What are your favourite music videos by other people in the past year?
There’s a whole generation of new rappers who aren’t afraid to take wild swings with their videos. The Lil Nas X video for Panini and the Roddy Ricch video for The Box are good examples. I love when artists don’t take their “brand” too seriously.
Favourite music artist(s), and favourite gig(s) in the past year?
Yesterday I listened to Daft Punk’s Alive album, closed my eyes, and pretended for a moment that quarantine didn’t exist. It was the best gig I’ve been to in 2020.
Best book you’ve read, and/or best exhibition you’ve seen recently?
I’m really enjoying Camille Paglia's Sexual Personae. Jia Tolentino’s Trick Mirror has a chapter on the narcissistic tendencies of social media that I think should be required reading for all of humanity.
I just watched Adam Curtis’s Century of the Self miniseries on Youtube and now I hear all of my thoughts in his stoic British accent.
Trick Mirror has a chapter on the narcissistic tendencies of social media that's required reading for humanity.
Favourite food and/or favourite restaurant(s)?
Zankou Chicken is a shawarma chain in Los Angeles that I only allow myself to have if I’ve had a truly miserable day.
What’s your favourite political or charitable cause, and why?
Vote Save America is an organization that helps register Americans to vote and educates them about the issues that are at stake in the 2020 election. There are so many important things going on in the world right now. But one simple thing we can all do as citizens in representative democracies is vote for politicians who aren’t bigoted ethno-nationalists.
Best recent purchase?
I’m rethinking my relationship to consumerism these days. That being said I still buy way too many sneakers.
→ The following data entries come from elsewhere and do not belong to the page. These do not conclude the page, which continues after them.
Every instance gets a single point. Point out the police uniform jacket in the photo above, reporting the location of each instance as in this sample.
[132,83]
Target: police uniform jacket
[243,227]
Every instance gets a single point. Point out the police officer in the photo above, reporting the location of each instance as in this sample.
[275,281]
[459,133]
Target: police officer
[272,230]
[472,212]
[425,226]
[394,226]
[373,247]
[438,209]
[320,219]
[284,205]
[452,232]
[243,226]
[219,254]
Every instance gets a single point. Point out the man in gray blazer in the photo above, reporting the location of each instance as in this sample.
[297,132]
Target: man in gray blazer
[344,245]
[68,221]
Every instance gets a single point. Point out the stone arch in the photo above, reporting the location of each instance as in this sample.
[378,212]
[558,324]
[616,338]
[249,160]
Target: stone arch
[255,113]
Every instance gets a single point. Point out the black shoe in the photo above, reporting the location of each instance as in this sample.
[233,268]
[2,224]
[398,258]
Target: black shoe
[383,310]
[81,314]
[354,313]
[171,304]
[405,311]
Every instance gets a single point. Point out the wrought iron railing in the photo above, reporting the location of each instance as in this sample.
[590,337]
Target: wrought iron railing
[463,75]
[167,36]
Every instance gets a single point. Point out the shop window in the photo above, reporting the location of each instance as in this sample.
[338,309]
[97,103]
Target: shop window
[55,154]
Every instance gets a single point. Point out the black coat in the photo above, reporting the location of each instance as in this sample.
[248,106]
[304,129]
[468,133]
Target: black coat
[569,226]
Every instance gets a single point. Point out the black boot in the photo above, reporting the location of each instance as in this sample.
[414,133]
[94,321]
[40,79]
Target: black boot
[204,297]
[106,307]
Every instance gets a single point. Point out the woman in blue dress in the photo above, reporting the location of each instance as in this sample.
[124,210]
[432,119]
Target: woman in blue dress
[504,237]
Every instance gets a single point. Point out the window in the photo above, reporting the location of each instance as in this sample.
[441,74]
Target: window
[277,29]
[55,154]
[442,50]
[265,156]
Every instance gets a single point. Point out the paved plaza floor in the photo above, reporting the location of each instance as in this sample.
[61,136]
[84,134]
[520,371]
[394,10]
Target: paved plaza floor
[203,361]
Nike Air Max 1’s and Nike SB Dunks especially.
Work & Life - balance/ imbalance out of five (1 for imbalance; 5 for balance)?
I’m going to give myself a 4 out of 5 because I’ve come a long way. I used to be incapable of relaxing, and now I can sip wine in a bubble bath like a pro.
• Isaac Rentz is represented for music videos in the UK by Las Bandas Be Brave; he works out of Hound Content in the US and Kode Media in the UK for music videos and commercials.